Für das Areal der "alten Lateinschule" läst sich ein Pfostenbau (Bild 1) der wohl im ersten Drittel des 13. Jh. errichtet wurde und bis Ende des Jahrhunderts bestand, nachweisen. Etwa um 1300 lösen auf diesem Areal Ständerbauten (Bild 2 + 3) die älteren Pfostenbauten ab. Es sind mehrere Ständerbauten nachweisbar, einer ruhte auf Fundamentbalken, zwei auf Fundamenten aus unvermörtelten Unterlegsteinen. Diese beiden Gebäude haben wohl bis vor 1400 bzw. ca. 1430 gestanden. Ein weiteres Gebäude läst sich nur indirekt über Brandschutt nachweisen. Für beide Haustypen sind Wände in Bohlen- oder Flechtwerk/Lehmbauweise (Bild 4) wahrscheinlich. Für die Zeit nach dem Stadtbrand von 1430 lassen sich hier die starken Sandsteinmauern von zwei Gebäuden nachweisen, die auf gemauerte Bruchsteinfundamenten aufbauen. Neben diesen Gebäuden, bei denen das Erdgeschoß, mindestens aber dessen Sockel, gemauert war entstanden auch wieder mehrere Ständerbauten (1). Für das Grabungsareal "ehemalige Schmiedgasse" sind "nur" die Reste mehrere Sandsteinmauern aus dem 13. und 14. Jahrhundert nachgewiesen deren Zusammenhang ungeklärt bleiben muss. Allerdings zeigen hier zwei Flachglasfragmente aus der Mitte des 14. Jahrhunderts, wohl aus einer rautenförmigen Formscheibe (Bild 5) oder einem Zwickel (Dreiecke zwischen den runden Butzen) die Verwendung von verglasten Fenstern in den Gebäuden die hier gestanden haben (2). In beiden Arealen lassen sich überdies noch Dachziegel (Bild 6 + 7) von Typ Mönch-Nonne nachweisen. Ein vor allem im 13. und 14. Jahrhundert verwendeter Ziegel (3), wohl aber nicht die einzige Art der Dachdeckung in diese Zeit. Daneben dürften auch in Bayreuth mit Stroh oder (Holz)Schindeln (Bild 9) gedeckte Dächer zu finden gewesen sein.

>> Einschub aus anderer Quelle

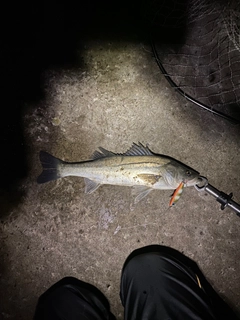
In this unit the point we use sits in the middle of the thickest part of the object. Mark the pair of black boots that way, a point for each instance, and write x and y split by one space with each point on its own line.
157 283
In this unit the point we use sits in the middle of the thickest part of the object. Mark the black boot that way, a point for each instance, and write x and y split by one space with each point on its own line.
160 283
72 299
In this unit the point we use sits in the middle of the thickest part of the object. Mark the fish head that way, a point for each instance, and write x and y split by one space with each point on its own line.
176 172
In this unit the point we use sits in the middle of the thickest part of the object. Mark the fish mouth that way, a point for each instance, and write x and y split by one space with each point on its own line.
193 182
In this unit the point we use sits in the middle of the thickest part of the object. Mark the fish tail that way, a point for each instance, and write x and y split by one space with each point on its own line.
50 166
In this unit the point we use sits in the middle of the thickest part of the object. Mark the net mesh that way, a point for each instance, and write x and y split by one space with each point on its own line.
198 43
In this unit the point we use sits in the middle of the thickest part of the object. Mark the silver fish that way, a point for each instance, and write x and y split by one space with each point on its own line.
138 167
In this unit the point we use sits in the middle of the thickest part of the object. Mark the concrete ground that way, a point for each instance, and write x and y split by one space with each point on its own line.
114 96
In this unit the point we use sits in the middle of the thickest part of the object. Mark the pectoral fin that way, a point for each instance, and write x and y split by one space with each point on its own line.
90 185
140 192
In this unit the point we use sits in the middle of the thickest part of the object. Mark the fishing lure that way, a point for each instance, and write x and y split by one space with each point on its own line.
176 195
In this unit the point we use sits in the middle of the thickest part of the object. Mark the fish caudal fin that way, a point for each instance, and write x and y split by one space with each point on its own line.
50 167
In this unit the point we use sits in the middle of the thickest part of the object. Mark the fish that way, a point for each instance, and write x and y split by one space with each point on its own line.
176 195
138 167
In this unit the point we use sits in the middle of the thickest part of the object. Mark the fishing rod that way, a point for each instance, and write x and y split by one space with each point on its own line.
224 199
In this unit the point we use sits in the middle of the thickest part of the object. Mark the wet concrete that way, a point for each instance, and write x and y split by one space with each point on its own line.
114 96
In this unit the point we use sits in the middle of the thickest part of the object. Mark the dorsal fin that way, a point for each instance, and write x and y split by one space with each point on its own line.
138 150
135 150
103 153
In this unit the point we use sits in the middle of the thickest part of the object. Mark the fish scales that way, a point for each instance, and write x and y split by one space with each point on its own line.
138 167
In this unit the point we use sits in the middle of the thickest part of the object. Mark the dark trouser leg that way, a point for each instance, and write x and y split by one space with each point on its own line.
161 283
72 299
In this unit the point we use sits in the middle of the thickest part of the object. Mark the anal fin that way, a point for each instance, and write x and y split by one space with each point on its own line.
90 185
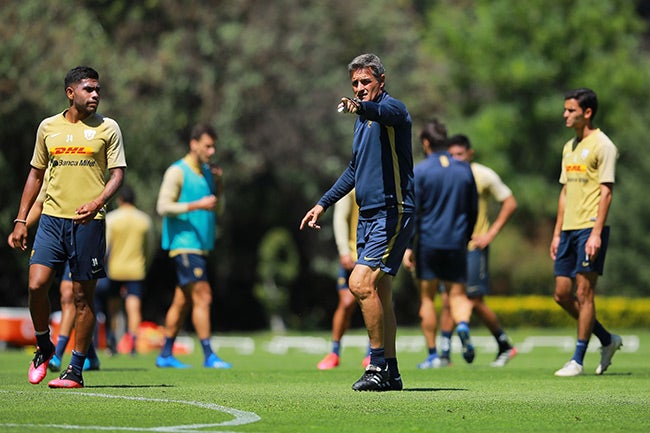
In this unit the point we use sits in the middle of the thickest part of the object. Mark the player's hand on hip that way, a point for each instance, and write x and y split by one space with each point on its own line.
311 217
18 238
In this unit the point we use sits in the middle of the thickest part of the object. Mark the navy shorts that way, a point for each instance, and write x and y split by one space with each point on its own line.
477 273
343 280
571 258
444 265
82 245
382 239
190 268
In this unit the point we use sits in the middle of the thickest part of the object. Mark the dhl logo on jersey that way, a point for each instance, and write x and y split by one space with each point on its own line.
576 168
71 150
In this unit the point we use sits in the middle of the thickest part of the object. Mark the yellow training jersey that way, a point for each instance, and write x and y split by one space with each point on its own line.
129 239
586 165
488 183
77 155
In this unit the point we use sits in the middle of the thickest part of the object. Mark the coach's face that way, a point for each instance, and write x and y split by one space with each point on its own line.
365 85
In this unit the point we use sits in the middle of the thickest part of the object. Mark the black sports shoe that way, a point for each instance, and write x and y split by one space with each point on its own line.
68 379
395 384
373 379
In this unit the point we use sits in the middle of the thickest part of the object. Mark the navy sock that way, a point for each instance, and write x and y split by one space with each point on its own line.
581 349
61 344
392 367
77 361
445 344
92 354
602 334
205 345
463 332
377 357
44 342
167 347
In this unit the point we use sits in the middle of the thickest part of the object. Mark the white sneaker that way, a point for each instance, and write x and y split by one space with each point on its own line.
607 352
571 368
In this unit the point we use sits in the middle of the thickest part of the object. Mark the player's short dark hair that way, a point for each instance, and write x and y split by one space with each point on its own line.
459 140
586 99
435 132
79 73
367 60
203 128
127 194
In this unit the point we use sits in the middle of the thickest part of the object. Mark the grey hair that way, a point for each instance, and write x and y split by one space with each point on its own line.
367 60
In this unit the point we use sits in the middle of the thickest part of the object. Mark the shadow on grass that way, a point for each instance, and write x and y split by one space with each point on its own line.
433 389
112 370
162 385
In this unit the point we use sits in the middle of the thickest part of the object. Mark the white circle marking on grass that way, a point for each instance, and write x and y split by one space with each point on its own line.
240 417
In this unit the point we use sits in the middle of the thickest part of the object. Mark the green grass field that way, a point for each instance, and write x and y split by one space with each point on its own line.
285 393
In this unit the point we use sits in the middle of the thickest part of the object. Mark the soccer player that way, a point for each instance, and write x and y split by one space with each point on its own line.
129 247
189 194
581 235
489 186
78 145
68 309
381 172
345 220
446 207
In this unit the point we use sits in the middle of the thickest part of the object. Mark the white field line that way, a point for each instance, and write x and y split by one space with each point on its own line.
240 417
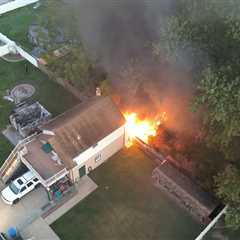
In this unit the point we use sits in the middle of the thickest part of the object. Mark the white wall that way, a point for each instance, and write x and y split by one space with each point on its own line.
106 147
12 5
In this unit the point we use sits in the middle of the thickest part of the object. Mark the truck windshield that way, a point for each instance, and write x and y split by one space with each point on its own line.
14 188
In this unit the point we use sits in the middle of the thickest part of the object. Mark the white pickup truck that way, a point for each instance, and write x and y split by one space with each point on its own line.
19 188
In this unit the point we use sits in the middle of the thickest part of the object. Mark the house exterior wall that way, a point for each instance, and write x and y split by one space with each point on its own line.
96 155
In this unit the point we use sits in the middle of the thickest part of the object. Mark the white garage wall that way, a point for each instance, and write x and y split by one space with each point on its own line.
106 147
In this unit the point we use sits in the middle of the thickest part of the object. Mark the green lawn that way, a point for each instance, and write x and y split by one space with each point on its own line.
126 206
15 24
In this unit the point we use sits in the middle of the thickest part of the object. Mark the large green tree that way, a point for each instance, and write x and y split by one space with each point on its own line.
207 33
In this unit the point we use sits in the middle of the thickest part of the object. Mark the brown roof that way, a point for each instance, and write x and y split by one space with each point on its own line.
41 161
83 126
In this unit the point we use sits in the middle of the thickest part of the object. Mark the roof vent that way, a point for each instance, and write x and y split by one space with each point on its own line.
47 147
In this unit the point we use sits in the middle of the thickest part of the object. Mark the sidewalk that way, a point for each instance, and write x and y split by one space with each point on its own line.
84 188
39 230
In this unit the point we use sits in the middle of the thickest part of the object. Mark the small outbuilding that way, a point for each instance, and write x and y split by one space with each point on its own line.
74 143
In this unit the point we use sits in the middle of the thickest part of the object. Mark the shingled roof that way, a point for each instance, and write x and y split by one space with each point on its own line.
83 126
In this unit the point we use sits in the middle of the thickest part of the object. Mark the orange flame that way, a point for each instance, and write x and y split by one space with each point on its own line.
142 129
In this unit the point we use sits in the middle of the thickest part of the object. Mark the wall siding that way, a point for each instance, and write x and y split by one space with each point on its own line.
106 147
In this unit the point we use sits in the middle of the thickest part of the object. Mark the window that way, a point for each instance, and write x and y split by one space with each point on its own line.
20 182
98 157
23 189
29 184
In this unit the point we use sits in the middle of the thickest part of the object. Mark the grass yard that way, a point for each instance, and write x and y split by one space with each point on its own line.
15 24
126 206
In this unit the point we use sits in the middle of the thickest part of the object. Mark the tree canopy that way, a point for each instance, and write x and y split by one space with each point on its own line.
206 36
207 33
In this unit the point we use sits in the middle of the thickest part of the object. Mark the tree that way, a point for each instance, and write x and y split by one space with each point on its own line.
207 34
228 190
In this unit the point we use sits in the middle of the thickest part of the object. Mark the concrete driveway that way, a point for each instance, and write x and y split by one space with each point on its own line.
25 211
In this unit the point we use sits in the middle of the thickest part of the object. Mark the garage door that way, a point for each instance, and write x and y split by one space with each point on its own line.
82 171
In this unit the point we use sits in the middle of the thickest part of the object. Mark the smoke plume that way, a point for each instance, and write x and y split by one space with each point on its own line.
120 34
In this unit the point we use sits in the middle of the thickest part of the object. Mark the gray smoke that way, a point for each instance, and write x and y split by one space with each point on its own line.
120 34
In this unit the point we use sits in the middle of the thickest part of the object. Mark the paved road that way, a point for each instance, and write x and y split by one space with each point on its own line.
24 212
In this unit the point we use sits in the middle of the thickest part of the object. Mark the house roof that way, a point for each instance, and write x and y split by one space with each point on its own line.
75 131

Das Areal "alte Lateinschule" beherbergt auch die älteste bis dato für das mittelalterliche Bayreuth nachgewiesene Bebauung, einen sog. Bohlenweg, der um 1200 angelegt und bis ins erste Drittel des 13. Jh. in Gebrauch war und wohl zur Erschließung des damals sumpfigen Gebiets angelegt wurde (4). Bei beiden Grabungen konnten auch Flechtwerkzäune (Bild 8) ergraben werden, in der "alte Lateinschule" aus der Mitte des 13. Jh. und damit aus der Zeit der ersten Gebäude auf diesem Areal und in der "ehemalige Schmiedgasse" aus der Zeit vor 1430. Bleiben noch die beiden Holzschächte, die in der "alte Lateinschule" als Kastenkloake aus der 1. Hälfte des 14. Jh. und bis in die 2. Hälfte des Jahrhunderts in Gebrauch (5), sowie in der "ehemalige Schmiedgasse" als Brunnenschacht (Bild 10 + 11) um 1340 erbaut und im Zeitraum nach 1352 und vor 1430 verfüllt (6), gedeutet werden.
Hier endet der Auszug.